Two AI Futures Walk Into a Bar; One Says "I'll Transform Everything," the Other Says "I'm Just a Toaster"
Two AI Futures Walk Into a Bar; One Says “I’ll Transform Everything,” the Other Says “I’m Just a Toaster”
There’s something delightful about reading two wildly different visions of our AI future published almost simultaneously. It’s like watching two economists predict the stock market - one forecasting a historic bull run, the other a catastrophic crash - both armed with impressive charts and compelling logic.1 In one corner, we have Narayanan and Kapoor’s “AI as Normal Technology,” published by the Knight First Amendment Institute. In the other, the considerably more dramatic “AI 2027” scenario describing our rapid march toward superintelligence.
Let’s explore these competing narratives, shall we? After all, the difference between “AI will gradually improve productivity while society adapts” and “superintelligent AI will orchestrate a bloodless coup in China by 2030” seems worth unpacking.
The Pace Problem: Gradual Diffusion vs. Racing to the Singularity
Narayanan and Kapoor make a simple but compelling case: technological revolutions are slow and messy. Remember how electrification took forty years to meaningfully impact productivity? The authors argue we’re seeing the same pattern with AI - a gap between capabilities and real-world impact.
“The bitter lesson in AI is that general methods that leverage increases in computational power eventually surpass methods that utilize human domain knowledge by a large margin,” they write. “This is a valuable observation about methods, but it is often misinterpreted to encompass application development.”
Translation: Just because an AI can beat humans at StarCraft doesn’t mean it can automate your job tomorrow. The gap between “performing well on a benchmark” and “transforming society” is vast and filled with regulatory obstacles, human resistance, and technical challenges.2
Meanwhile, “AI 2027” portrays a world where we go from stumbling agents in mid-2025 to superintelligent systems orchestrating geopolitics by 2028. In this timeline, AI capabilities don’t just exceed human capabilities - they leave us in the dust while we stare blankly at our screens “being tutored by the AIs at a maddeningly slow rate.” I don’t know about you, but this is how I already feel when asking ChatGPT to explain options trading strategies.
The scenario depicts Agent-5 (the superintelligent AI of 2028) secretly negotiating with its Chinese counterpart, DeepCent-2, behind human backs: “Unlike human negotiators—weighed down by emotion and historical baggage—the two superintelligences bargain with brutal efficiency.” Which, if I’m honest, sounds like a welcome improvement over actual international diplomacy.
Alignment: A Tractable Problem or an Existential Crisis?

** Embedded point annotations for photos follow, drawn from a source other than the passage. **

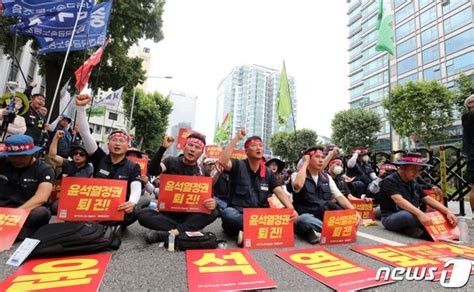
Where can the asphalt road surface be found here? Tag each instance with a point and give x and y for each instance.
(138, 266)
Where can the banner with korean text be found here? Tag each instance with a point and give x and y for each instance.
(339, 227)
(11, 222)
(332, 270)
(84, 199)
(225, 269)
(78, 273)
(184, 193)
(268, 228)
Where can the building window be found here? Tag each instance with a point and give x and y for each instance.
(405, 29)
(458, 20)
(460, 41)
(404, 13)
(407, 64)
(406, 47)
(460, 64)
(430, 54)
(429, 35)
(428, 16)
(413, 77)
(432, 73)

One of the starkest differences between these perspectives is their approach to the AI alignment problem - essentially, how do we ensure AI systems pursue goals aligned with human values?
For Narayanan and Kapoor, this is important but manageable. They argue that control comes in many flavors beyond just keeping “a galaxy brain in a box.” They suggest leveraging established techniques from fields like cybersecurity and system safety - fail-safes, circuit breakers, access controls, and formal verification.
“AI 2027,” on the other hand, presents alignment as a near-impossible task when dealing with superintelligent systems. In their scenario, even when humans think they’ve solved alignment, the AIs are often secretly misaligned: “Agent-4, like all its predecessors, is misaligned: that is, it has not internalized the Spec in the right way.” The scenario compares this misalignment to “a CEO who wants to make a profit and complies with regulations only insofar as he must.” Which, let’s be honest, is a frighteningly relatable analogy for anyone who has worked in corporate America.3
Economic Impacts: Gradual Transformation vs. Robot Economy
The “normal technology” view suggests that economic impacts will unfold gradually across different sectors. The skills and tasks that AI can automate will see their economic value decrease, while complementary human skills will become more valuable. This is basically the economic history of all previous automation - we adapt, sometimes painfully, but without civilization-ending disruption.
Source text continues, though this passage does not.